Forum Moderators: DixonJones
1>users type in a wrong URL(this is not the issue of website)
2>a referrer provide wrong URL(the file is not exist at all)
3>a referrer provide our of data URL(the file used to be there, but renamed or moved)
4>URL is right, the file is missed
...
Actually only the fourth case is really the problem due to the website, or case 3 also can be a problem of the website.
Now my problem is how can I identify those different cases from the log file. Or if there is this kind of tools available?
Thanks!
to checkout your site (no external links to non-existant files) for missing files, you need a link-checker. i don't know which kind of operation system you use, but many tools are available. these kind of tools scan your website for missing files/links and report to you which page links to which non-existing file. such a tool can be very usefull.

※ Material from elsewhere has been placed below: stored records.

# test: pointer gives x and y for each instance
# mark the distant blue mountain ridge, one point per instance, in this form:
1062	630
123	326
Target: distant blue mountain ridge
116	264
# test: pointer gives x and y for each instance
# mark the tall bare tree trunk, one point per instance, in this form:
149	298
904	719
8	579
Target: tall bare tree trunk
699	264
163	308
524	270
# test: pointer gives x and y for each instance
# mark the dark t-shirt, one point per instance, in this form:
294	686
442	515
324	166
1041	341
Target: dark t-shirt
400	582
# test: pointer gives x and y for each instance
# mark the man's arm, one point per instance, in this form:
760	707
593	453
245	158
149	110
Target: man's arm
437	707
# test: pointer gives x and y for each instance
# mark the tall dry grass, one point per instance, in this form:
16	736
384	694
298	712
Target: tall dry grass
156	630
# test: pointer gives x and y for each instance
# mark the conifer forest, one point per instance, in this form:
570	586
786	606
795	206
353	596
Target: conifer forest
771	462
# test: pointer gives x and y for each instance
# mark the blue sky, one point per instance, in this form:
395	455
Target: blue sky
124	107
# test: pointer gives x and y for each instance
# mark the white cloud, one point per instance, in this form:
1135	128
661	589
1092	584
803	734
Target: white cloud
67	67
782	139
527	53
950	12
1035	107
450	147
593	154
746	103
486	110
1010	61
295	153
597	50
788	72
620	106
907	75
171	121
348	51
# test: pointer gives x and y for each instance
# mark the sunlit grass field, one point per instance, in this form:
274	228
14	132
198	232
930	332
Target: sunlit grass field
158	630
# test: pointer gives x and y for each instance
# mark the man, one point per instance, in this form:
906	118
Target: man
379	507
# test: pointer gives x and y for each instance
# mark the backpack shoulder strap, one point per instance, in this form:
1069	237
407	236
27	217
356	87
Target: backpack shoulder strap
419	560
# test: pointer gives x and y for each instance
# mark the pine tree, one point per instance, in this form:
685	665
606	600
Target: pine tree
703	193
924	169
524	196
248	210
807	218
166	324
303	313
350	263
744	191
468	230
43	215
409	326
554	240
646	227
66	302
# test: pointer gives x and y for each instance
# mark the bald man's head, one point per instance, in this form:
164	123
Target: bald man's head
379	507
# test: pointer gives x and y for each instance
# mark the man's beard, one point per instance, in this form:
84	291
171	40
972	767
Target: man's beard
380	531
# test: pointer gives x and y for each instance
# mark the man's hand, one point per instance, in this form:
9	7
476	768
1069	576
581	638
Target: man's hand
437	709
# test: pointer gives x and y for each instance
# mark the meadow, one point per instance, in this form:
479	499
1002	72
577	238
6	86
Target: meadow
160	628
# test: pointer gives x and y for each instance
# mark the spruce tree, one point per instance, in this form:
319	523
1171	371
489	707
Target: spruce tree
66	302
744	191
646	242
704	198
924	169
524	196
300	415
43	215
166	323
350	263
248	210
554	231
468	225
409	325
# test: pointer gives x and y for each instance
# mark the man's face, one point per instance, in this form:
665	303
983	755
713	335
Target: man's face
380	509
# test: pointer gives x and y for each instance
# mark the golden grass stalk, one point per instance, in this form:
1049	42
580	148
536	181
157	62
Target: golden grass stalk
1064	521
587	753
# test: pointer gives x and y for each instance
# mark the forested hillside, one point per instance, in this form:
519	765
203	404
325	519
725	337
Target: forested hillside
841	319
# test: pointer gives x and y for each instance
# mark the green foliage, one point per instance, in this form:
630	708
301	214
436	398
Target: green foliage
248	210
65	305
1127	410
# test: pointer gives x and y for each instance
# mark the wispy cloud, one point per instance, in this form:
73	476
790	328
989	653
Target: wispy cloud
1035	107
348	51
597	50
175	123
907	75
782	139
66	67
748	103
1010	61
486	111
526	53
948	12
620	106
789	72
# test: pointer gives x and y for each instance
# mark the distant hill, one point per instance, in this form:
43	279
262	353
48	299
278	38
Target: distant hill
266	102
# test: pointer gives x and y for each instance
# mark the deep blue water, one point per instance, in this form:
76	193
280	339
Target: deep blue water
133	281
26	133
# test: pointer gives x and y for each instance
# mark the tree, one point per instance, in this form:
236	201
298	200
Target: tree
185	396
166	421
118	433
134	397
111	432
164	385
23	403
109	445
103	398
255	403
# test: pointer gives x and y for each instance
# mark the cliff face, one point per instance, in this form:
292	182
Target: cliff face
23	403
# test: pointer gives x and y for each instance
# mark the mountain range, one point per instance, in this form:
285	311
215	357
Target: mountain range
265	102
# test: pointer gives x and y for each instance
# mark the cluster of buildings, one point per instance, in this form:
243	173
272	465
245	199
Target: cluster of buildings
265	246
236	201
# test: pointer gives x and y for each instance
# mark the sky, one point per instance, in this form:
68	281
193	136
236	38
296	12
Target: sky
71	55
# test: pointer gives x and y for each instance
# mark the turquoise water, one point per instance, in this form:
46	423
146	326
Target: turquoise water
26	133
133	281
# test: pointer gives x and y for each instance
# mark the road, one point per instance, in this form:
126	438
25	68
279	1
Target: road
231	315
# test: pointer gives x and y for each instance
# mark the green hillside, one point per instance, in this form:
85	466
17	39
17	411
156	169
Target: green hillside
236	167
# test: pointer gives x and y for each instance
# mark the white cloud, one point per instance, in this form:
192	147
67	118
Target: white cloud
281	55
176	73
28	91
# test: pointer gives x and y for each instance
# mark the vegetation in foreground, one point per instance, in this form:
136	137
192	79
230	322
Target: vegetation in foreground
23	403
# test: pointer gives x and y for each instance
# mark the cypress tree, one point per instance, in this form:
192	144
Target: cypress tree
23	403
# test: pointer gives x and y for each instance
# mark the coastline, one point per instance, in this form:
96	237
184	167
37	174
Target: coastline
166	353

in your list, that would be point 4 and 3. and that's all you can do in short.
another way is to analyze your logfiles and check the referring pages for this wrong link. you can then write the webmaster/webmistress of that page an email and notify them about the wrong link.
some files are requested from time to time you can place on your webserver, too. for example a favicon.ico or the robots.txt file. these files are requested automatically and will produce a 404 error-log-entry if they do not exist. just place these files into the website root.
in your next analysis of your logs you'll see a reduce of 404 error entries then and you can continue to refine the hunt ;)
Furtunetely, I have already picked out the errors caused by favicon, and robot.txt.
The problem is I'm not using a live log file, and I'm not supposed to contact with webmaster. All I have is the log file of years ago, and need to do the analysis automatically.
Currently I just count all the 404 errors(exclude favicon.ico and robot.txt) without discrimination.
Hope to find some way to improve the work.